Practice Goodness

I‘m sitting in Starbucks, fighting back the tears and this time it has absolutely nothing to do with my mother’s failing health.

These are tears for Whitney Kropp. Perhaps you heard about the high school sophmore from West Branch, Mich.. My friend Patti Callahan Henry shared the story with me.

Seems Whitney was voted to the Homecoming Court by her classmates. She was elated until Whitney learned that the election was a Carrie-style prank. The boy elected along with her — a popular football player — dropped out, claiming he despised what his classmates at Ogemaw High Heights had done. We have to trust that was the reason and not that he didn’t want to escort Whitney, regarded by many as an unsuitable, unpopular partner.

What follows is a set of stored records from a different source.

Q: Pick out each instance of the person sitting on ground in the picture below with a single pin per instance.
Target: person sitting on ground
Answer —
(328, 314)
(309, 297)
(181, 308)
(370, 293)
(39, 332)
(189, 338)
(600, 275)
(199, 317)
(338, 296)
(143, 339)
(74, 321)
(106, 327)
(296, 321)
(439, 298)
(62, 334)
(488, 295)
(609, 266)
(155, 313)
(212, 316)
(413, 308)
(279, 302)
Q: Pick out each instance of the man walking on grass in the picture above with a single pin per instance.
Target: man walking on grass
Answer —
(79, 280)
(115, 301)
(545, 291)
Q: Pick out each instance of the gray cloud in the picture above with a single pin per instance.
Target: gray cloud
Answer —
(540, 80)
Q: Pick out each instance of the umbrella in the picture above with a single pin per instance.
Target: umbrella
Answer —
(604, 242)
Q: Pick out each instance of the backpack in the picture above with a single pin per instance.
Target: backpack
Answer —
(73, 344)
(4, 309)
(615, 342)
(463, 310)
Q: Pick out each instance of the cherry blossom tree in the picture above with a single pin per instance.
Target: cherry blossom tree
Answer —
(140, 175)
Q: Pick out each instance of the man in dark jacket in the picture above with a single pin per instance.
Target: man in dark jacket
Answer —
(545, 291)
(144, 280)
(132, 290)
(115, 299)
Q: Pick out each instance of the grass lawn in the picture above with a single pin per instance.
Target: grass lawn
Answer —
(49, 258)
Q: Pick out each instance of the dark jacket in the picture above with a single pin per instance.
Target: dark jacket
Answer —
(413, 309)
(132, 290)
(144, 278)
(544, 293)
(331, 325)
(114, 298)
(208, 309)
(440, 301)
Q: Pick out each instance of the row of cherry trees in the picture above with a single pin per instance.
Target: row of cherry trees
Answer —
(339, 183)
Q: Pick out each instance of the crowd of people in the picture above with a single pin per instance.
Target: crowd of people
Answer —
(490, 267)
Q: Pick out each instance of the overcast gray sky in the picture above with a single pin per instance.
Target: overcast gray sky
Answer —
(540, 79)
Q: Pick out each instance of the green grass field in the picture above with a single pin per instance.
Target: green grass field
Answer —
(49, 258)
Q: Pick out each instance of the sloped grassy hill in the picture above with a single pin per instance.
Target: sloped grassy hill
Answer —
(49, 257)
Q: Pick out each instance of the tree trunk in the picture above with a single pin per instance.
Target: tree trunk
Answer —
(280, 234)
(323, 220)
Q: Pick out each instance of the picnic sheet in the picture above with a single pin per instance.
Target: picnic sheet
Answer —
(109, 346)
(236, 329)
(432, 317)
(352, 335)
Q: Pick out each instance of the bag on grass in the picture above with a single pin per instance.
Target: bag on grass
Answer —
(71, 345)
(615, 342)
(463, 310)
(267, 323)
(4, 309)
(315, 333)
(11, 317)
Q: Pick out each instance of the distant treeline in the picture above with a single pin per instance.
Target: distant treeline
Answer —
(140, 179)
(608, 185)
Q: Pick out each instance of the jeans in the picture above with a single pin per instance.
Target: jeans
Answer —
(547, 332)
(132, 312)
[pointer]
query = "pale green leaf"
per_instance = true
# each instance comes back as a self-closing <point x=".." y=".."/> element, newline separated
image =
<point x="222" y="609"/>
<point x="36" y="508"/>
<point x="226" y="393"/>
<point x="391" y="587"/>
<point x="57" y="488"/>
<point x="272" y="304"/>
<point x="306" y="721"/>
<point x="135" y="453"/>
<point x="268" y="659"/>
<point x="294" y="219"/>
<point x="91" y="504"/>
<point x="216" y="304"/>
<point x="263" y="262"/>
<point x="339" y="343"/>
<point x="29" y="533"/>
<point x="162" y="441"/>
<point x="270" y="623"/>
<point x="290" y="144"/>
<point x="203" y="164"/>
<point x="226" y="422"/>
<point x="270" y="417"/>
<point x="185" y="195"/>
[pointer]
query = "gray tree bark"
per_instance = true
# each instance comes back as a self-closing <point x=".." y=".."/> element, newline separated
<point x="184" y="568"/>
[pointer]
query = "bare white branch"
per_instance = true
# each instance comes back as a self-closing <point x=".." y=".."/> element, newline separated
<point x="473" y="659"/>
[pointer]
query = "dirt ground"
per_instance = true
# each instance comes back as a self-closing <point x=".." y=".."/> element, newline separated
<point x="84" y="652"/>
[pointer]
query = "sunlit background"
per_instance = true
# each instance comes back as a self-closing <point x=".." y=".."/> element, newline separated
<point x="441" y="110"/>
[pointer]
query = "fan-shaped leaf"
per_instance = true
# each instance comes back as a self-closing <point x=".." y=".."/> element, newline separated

Whitney was alternately elated, then devastated when she learned the reason she was elected to the court was because her peers had singled her out as the target for their collective bullying. Fortunately, Whitney’s mama has some common sense. She told Whitney she ought to go to homecoming anyway, hold her head high and look those bullies straight in the eye. Or something to that effect.

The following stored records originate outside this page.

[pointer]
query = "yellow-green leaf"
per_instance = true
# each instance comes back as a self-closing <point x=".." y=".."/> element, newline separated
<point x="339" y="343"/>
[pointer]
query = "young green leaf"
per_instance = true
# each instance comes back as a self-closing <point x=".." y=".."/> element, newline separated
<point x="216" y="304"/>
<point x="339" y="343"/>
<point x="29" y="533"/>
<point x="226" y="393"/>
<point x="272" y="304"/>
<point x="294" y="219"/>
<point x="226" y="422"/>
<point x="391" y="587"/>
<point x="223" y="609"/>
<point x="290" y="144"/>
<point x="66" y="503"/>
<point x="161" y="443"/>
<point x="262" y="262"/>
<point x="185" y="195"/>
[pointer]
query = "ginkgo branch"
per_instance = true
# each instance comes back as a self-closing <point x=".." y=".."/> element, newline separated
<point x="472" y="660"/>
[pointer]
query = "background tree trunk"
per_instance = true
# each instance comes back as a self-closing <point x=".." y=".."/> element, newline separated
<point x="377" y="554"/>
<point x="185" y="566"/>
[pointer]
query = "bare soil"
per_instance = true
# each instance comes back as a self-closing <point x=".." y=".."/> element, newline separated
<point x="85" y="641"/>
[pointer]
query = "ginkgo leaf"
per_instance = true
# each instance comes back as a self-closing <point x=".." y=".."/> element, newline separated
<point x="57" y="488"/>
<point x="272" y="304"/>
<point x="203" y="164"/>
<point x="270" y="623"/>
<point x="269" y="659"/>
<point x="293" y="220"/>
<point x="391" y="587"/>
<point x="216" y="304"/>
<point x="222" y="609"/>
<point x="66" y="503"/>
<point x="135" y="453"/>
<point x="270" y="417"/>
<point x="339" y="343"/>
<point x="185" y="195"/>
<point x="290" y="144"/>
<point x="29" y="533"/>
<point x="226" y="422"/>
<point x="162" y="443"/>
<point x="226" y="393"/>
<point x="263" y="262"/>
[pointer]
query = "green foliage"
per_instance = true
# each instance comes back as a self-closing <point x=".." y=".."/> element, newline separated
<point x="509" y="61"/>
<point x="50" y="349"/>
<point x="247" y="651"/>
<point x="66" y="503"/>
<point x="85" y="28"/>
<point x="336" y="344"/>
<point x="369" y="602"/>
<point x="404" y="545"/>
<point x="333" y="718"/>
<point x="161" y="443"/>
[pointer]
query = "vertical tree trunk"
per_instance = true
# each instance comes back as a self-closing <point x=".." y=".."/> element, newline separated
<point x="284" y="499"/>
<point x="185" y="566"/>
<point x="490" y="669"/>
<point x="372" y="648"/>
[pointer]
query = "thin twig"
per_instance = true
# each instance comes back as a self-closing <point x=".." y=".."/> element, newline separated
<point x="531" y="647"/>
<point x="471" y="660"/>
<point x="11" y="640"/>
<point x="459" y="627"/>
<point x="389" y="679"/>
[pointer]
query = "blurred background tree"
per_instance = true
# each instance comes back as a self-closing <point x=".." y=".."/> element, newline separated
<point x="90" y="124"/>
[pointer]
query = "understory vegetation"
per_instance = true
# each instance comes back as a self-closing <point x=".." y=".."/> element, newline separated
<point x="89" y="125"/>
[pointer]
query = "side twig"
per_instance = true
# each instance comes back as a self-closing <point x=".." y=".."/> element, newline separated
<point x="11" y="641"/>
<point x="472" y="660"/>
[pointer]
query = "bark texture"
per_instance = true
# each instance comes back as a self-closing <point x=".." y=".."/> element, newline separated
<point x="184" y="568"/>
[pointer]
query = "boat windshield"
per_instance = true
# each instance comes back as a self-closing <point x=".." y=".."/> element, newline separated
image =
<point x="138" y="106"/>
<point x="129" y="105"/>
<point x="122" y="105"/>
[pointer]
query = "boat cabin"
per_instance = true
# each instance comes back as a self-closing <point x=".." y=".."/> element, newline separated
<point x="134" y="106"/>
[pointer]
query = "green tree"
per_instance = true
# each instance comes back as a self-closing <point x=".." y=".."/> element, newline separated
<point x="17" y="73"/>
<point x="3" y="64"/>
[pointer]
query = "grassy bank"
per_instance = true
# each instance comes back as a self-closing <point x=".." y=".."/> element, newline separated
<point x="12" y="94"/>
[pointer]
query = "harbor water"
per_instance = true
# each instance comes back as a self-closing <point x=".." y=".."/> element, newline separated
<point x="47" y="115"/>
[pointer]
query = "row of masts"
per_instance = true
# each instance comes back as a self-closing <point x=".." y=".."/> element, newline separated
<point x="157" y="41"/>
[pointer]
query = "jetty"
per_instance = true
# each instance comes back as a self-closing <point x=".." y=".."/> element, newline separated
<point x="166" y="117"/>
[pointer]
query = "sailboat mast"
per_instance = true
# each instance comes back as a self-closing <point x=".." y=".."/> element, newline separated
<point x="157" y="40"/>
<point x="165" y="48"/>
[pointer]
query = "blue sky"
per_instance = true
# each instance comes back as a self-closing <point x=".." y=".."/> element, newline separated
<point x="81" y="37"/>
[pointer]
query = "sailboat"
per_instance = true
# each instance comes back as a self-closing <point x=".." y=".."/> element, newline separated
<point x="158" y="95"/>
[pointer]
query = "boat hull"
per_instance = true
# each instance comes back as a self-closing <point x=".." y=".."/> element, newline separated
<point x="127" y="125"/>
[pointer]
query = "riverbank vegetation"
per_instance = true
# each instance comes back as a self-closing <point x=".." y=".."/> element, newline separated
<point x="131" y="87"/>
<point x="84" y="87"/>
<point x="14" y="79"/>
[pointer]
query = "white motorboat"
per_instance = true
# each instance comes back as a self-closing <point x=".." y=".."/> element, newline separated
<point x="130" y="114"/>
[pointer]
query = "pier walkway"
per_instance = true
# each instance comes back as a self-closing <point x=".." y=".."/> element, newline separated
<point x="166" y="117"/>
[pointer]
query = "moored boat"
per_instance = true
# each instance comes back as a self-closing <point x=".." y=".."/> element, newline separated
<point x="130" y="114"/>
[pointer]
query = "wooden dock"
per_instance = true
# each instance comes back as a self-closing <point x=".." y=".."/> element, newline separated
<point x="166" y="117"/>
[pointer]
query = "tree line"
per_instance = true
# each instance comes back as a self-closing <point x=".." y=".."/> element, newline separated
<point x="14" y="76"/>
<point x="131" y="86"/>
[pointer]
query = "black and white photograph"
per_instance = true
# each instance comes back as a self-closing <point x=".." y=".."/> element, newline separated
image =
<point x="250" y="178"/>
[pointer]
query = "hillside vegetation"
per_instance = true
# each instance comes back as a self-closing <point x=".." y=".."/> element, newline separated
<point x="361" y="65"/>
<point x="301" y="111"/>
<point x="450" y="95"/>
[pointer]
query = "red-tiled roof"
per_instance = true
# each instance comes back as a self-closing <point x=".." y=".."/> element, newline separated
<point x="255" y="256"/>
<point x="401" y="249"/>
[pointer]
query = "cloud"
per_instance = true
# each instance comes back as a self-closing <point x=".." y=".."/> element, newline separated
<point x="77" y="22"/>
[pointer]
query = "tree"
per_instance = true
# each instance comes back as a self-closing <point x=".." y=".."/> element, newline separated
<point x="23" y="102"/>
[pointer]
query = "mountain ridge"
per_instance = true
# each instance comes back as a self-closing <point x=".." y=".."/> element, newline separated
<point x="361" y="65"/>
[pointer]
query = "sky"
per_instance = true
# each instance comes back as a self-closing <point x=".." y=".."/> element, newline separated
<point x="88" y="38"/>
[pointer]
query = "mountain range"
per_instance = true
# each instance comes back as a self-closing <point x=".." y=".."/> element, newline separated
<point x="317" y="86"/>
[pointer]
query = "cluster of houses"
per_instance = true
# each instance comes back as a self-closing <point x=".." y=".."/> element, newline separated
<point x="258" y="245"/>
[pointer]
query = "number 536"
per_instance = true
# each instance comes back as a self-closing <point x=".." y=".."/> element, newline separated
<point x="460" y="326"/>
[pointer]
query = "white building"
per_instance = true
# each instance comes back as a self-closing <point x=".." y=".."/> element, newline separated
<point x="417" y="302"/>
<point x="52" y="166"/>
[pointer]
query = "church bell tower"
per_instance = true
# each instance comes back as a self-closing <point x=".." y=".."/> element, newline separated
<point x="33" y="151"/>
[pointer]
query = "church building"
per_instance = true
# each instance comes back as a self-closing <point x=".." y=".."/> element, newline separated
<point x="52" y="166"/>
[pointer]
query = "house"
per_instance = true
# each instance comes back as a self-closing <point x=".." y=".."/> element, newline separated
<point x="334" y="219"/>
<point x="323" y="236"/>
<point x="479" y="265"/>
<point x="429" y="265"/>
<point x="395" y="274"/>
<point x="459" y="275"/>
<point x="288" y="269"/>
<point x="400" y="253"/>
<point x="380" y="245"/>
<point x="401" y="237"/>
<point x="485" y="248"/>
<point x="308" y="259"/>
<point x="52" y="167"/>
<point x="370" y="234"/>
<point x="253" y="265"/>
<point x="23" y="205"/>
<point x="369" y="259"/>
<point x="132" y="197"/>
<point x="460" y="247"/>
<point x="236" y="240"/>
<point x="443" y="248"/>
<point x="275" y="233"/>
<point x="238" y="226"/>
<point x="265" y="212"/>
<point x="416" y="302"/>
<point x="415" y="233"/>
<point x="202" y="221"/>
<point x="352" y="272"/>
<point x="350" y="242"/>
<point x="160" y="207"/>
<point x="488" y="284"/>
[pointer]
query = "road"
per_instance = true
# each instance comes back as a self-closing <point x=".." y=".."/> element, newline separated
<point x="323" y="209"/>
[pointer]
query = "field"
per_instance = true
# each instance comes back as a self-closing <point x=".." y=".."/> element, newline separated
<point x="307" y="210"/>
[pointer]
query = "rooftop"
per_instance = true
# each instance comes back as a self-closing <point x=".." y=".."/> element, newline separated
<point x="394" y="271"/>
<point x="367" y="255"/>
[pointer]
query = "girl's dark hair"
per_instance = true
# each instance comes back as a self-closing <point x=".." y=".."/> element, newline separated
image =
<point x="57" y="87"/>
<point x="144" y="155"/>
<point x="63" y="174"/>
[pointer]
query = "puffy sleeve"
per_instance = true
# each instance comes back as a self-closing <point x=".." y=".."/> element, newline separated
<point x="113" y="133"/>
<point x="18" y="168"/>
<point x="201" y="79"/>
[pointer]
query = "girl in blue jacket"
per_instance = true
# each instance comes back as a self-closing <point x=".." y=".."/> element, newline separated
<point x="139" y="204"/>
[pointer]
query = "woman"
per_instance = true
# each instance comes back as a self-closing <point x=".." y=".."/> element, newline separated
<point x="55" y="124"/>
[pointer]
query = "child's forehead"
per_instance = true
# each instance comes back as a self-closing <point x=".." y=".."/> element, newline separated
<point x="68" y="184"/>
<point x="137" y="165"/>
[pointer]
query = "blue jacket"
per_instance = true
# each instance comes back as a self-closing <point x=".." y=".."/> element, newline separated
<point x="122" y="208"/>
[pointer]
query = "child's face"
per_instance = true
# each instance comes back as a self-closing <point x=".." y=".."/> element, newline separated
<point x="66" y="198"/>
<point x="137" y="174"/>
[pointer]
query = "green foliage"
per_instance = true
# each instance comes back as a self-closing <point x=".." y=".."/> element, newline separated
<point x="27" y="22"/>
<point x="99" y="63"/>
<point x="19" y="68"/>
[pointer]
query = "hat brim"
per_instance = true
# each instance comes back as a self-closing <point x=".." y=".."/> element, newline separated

Whitney decided that her mama was right. She would muster up the courage and face down those who sought to ridicule her. She would teach them that although she might not look like their idea of popular — whatever that may be — Whitney had family who loved her, and considered her beautiful. And that, folks, is all it really takes for any of us – someone who regards us as worthy.

Whitney’s mama isn’t the only one who considers her beautiful. When the townspeople of West Branch heard what the high school bullies had done, they set about letting Whitney know just how very special she is to them. Businesses throughout the rural community began donating services to help make Whitney her absolutely most beautiful for Friday Night’s Homecoming.

One caring person set up a Team Whitney Facebook page that currently has over 19,000 likes. The football player decided he would represent alongside Whitney afterall. Hundreds from throughout the region plan to attend Friday Night’s game solely to cheer on Whitney, because they too bear the scars of rejection and ridicule. And they want Whitney to know that what happens in high school stays in high school. Nobody cares about who was popular then, except maybe for the person who thought they were. As support for Whitney grows, I bet those bullies are rethinking that whole culture of popularity, don’tcha think?

And the community of West Branch, Michigan is teaching the rest of us what real community ought to look like.

Wouldn’t it be something if the churches across America took a page from West Branch and instead of ignoring those who look different from us, the person who dyes their hair purple, or tats up their neck, or admits to loving a person of the same sex, wouldn’t it be something if instead of shunning those people, we did what West Branch is doing for Whitney? What if we surrounded those people and told them that they are worthy, that they matter to us?

Because that really is the Gospel message, isn’t it?

The town of West Branch is living out the Gospel the way those of us who claim it as our creed ought to be doing. The town of West Branch is writing a storybook chapter in Whitney Kropp’s life, reminding all who witness it Good can overcome that which is meant to harm us.

Now if only more of us would take it upon ourselves to practice goodness more often.

About Karen Spears Zacharias

Author. Speaker. Journalism Instructor. Four kids. Three dogs. One grandson.

  • AFRoger

    Yes, a story of gospel, the kingdom of God. Every now and then, I get jarred back to reality and see what I haven’t seen before. For example, these lyrics to v. 3 of a popular modern hymn “I, the Lord of Sea and Sky”:
    “I, the Lord of wind and flame, I will tend the poor and lame. I will set a feast for them. My hand will save. Finest bread I will provide, till their hearts be satisfied…”
    Yes, I know it’s the Lord speaking. But speaking of the poor and lame in the third person, rather than by name, is all too easy to do in cozy churches surrounded by scrubbed, bathed, well fed and well clothed people. Sounds reassuring to us, the affirming of our mission to “them” and “those” out there. How often do we pray for “the____________” (fill in the blank with adjectives)? Sounds different when you are singing it not about the poor and lame but as the poor and lame, with the poor and lame, among the poor and lame. Then, instead of sounding like good news, it can sound like another round of labeling, more salt in old wounds.
    God, help us to take the Gospel according to Jesus and make it first person and second person instead of third.

    • http://karenzach.com Karen Spears Zacharias

      Yes. And help us remember to not exalt ourselves above others, lest we wound them the way Whitney was wounded by those who sought to ridicule her.